What if I told you that everything Republicans have told you about Solyndra is dangerously and embarrassingly wrong?
You’d certainly be less than shocked.
Mike Grunwald — who wrote the book on Stimulus — has been trying to explain why we need more Solyndras for years now.
The failed loan that became the code word for smearing the Obama administration’s successful efforts to prevent a greater depression during the 2012 election was part of a program that has been remarkably successful in sparking a clean energy revolution that quietly sets records for new installations every year.
The audience for people looking for good news about the Stimulus is, unfortunately for Grunwald and America, not huge.
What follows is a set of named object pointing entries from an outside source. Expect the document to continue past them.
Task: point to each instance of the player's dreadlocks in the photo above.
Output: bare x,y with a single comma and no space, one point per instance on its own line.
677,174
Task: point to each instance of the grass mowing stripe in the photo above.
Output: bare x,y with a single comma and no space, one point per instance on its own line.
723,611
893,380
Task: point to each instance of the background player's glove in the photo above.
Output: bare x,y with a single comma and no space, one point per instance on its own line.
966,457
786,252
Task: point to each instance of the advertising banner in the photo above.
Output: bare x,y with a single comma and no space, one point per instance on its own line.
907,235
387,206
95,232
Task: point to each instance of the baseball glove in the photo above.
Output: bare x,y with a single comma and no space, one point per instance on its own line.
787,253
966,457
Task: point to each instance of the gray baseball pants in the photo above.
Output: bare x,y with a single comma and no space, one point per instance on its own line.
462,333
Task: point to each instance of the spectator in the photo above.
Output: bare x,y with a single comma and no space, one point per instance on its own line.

Republicans spent around half a billion dollars framing the most successful direct government intervention on the economy since Paul Volcker’s war on inflation in the late 70s. Democratic donors refused to answer these attacks and let the GOP move on to smear the Affordable Care Act in the exact same unanswered way.
And it turns out that program that gave us Solyndra is actually example of the government’s best attempt at dishing out loans.
In a new expose for Politico Magazine, Grunwald winds us through the netherworld of “The (Real) Bank of America” to show us how the government dishes out trillions of dollars, often with little vision and less accountability. After a few thousand words — which are well worth reading for Grunwald’s deft comic turns and sense of how the conservative notion that we shouldn’t invest in the economy has turned many of our investments into loans that are often improperly vetted and accounted for — the author gets to Solyndra.
This is when you’re supposed to boo. But cheer instead.
The Solyndra loan, derided by Republican campaign ads in 2012 as a crazy handout that reflected Obama-era “crony capitalism,” was nothing of the sort. The Bush administration originally selected Solyndra for the first federal clean-energy loan over 142 other applicants. It was an exciting solar startup that had raised $1 billion from savvy private investors like Richard Branson and the Walton family, and a slew of probes have failed to turn up any evidence of wrongdoing on its Energy Department loan. The firm’s downfall was a free fall in solar prices, which sparked a solar buying frenzy but destroyed Solyndra’s sell-high business model. Such is life in a free-enterprise economy. Government loans don’t guarantee success.
The manufactured uproar over Solyndra’s failing led to the Treasury’s Financial Asset Investment Review, which was never released. Grunwald read the report and though it found “a host of problems,” Solyndra wasn’t one.
Ironically, the loan program that produced the Solyndra debacle might be as close as government gets to the sweet spot. The Energy Department recently announced that the $30 billion in loans it made during Obama’s first term are on track to earn $5 billion for taxpayers.
Government invested in a technology that in a way no one else would or could. And it worked.
More importantly, though, at a time when private lenders wouldn’t touch alternative energy, the program financed America’s largest wind and solar farms, a factory for Tesla Motors to build electric cars and a host of other innovative projects that reduced dependence on fossil fuels. It proved that cutting-edge low-carbon technologies made economic sense; since it backed the first five utility-scale photovoltaic solar arrays in the United States, the private sector has backed 17 more.
Many on the left will see an indictment of how the government lends money in Grunwald’s piece. Accounting procedures may be masking some of the massive risks we’re taking, especially in housing and student loans, which make up the vast majority of the public portfolio.
We may all grieve over the millions of dollars taxpayers could have earned from Tesla, if the government operated like a normal bank.
But it isn’t.
And we’ll still earn millions in taxes on sales and good jobs. This is how government is supposed to work. It’s how we’ve developed every significant technology of the last century. And we should be doing it with far more than loans. Bullet trains — for instance — are another nice start.
This is the story the right doesn’t want want you to know.